Vanessa Corrêa, Chief Communications Officer –
vkc@mellon.org

In a dramatic move to increase philanthropic effort for the arts and humanities, The Andrew W. Mellon Foundation announced that it will dedicate an additional $200 million in grantmaking – on top of its $300 million originally planned for 2020 – for emergency support to non-profits in higher education, the arts, and humanities, to help shore up struggling institutions during the global COVID-19 pandemic. The additional funds bring this year’s giving to $500 million in a time of urgent need. Nonprofits across the nation have been whipsawed by the interconnected crises of a global pandemic, a national economic depression, and the effects of racial injustice. This grantmaking will help fortify the infrastructure and reimagined programming of nonprofits in education, the arts and culture.

Mellon’s commitment comes as part of a broader partnership between major U.S. foundations — Doris Duke Charitable Foundation, Ford Foundation, W.K. Kellogg Foundation, and John D. & Catherine T. MacArthur Foundation — designed to activate over $1.7 billion in enhanced grantmaking to support struggling nonprofits. With Mellon’s enhanced emergency giving already underway, Mellon will focus its grantmaking on elevating and undergirding institutions in the arts, culture, humanities, and higher education that are systemically under-resourced; steered by diverse, farsighted leadership; and courageously intent on expanding the possibilities of artistic exploration and social justice.

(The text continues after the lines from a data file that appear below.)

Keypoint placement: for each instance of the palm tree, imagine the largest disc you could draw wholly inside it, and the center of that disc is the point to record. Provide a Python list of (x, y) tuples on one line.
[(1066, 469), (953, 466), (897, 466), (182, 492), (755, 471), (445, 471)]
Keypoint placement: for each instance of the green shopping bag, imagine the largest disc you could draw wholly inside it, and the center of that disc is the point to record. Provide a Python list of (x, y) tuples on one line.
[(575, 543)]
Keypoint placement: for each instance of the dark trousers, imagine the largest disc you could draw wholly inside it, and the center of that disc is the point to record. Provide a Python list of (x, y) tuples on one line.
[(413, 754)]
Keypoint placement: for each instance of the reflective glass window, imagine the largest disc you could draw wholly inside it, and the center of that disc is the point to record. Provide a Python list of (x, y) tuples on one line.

With a substantial infusion of emergency capital, these indispensable nonprofit organizations will continue to serve their communities while also working to emerge from the current crises with more sustainable operating models. Nonprofits employ over 12 million people in the United States alone, and the majority of American nonprofit organizations have less than six months of cash reserves.

“We cannot allow the crises of today to sideline the unfinished work needed to move us toward a more robustly engaged, diverse, and culturally inclusive country tomorrow,” said Elizabeth Alexander, President of The Andrew W. Mellon Foundation. “We have a responsibility to ensure ever broader access to the transformative power of higher education to drive our understanding of a complex world, and to make sure we fortify the movement in the arts and humanities toward a more complete reflection and diverse examination of the American cultural fabric. Musicians and poets, archivists and scholars, social justice activists and advocates – these are the visionaries who will illuminate the way forward to a more just and fairer America.”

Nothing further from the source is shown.